PM, PPC boss to discuss energy collaborations on China visit

The Greek administration is viewing Prime Minister Alexis Tsipras’s current visit to China as a follow-up to Chinese investments in Greece by Cosco for the Piraeus Port Authority (OLP) and SGCC’s (State Grid Corporation of China) agreement with the state-controlled main power utility PPC for a 24 percent acquisition of subsidiary IPTO, the power grid operator, endorsed by the European Commission yesterday.

A barrage of Chinese investments, particularly in the energy sector, is expected following the recent conclusion of the Greek bailout’s second review.

The timing of the European Commission’s approval of the IPTO agreement with SGCC, announced while Tsipras was on his way to Beijing, provides further momentum to the prime minister’s China trip.

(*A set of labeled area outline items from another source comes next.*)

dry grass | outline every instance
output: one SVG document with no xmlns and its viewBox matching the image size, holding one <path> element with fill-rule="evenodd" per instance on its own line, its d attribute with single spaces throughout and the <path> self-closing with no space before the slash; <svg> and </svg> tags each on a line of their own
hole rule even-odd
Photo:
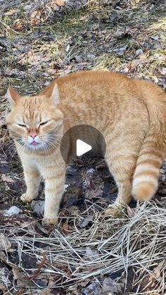
<svg viewBox="0 0 166 295">
<path fill-rule="evenodd" d="M 82 216 L 72 218 L 75 230 L 66 235 L 60 227 L 47 237 L 34 234 L 34 222 L 21 227 L 4 226 L 6 236 L 18 249 L 18 269 L 23 272 L 22 277 L 33 283 L 30 289 L 24 282 L 27 290 L 23 294 L 36 294 L 37 287 L 41 288 L 35 273 L 43 278 L 53 277 L 53 289 L 69 288 L 68 291 L 72 286 L 85 284 L 101 274 L 120 273 L 115 282 L 123 277 L 124 294 L 128 294 L 129 282 L 134 294 L 165 294 L 166 208 L 144 203 L 128 208 L 128 215 L 118 220 L 104 219 L 94 211 L 89 228 L 81 230 L 77 225 Z M 25 268 L 25 257 L 37 260 L 36 268 Z M 13 282 L 9 294 L 17 288 Z"/>
<path fill-rule="evenodd" d="M 68 1 L 56 11 L 51 1 L 27 4 L 32 5 L 29 10 L 11 6 L 0 20 L 1 125 L 8 84 L 20 93 L 33 94 L 59 75 L 104 69 L 151 78 L 165 87 L 164 1 Z M 5 161 L 8 137 L 4 127 L 0 140 L 1 161 Z M 8 165 L 6 175 L 23 182 L 17 158 Z M 165 185 L 165 167 L 160 184 Z M 113 280 L 109 291 L 113 294 L 166 294 L 165 198 L 158 204 L 127 208 L 119 219 L 103 218 L 87 201 L 86 212 L 61 217 L 59 226 L 49 230 L 31 217 L 30 206 L 20 202 L 20 187 L 12 191 L 1 180 L 6 204 L 23 211 L 11 218 L 0 212 L 0 232 L 11 244 L 0 251 L 1 294 L 79 295 L 96 282 L 103 295 L 108 294 L 102 289 L 106 277 Z M 37 293 L 42 289 L 44 293 Z"/>
</svg>

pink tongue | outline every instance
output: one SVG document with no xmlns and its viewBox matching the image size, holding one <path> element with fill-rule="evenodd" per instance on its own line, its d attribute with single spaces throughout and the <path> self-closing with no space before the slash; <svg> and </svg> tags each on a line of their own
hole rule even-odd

The Greek government would view favorably Chinese interest in the upcoming sale of PPC units and 17 percent privatization of the utility, both bailout requirements. Extensive talks have already been held with CMEC (China Machinery Engineering Corporation) for the development of Meliti II, a second carbon-fired power station planned by PPC in the Meliti area, close to Florina in the country’s north.

PPC chief executive Manolis Panagiotakis, accompanying the Greek prime minister on this trip to China, will seek to appease Chinese concerns generated by energy minister Giorgos Stathakis’s recent announcement of the need to stage a new tender for part of the Vevi mine, whose output is essential for Meliti II. Talk of including the Meliti II license in the bailout-required sale package of PPC units has also unsettled CMEC officials.

The PPC chief has proposed constructing two new lignite-fired power stations, not including Meliti II. This plan has not been embraced by the Greek energy ministry as it runs contrary to the bailout agreement concerning the energy sector.

On this visit to China, Panagiotakis, who is expected to meet with officials at CMEC, Shenhua Group, SPIC and the China Development Bank (CDB), will need to convince prospective investors that lignite-fired power stations will remain a key part of PPC’s future operations.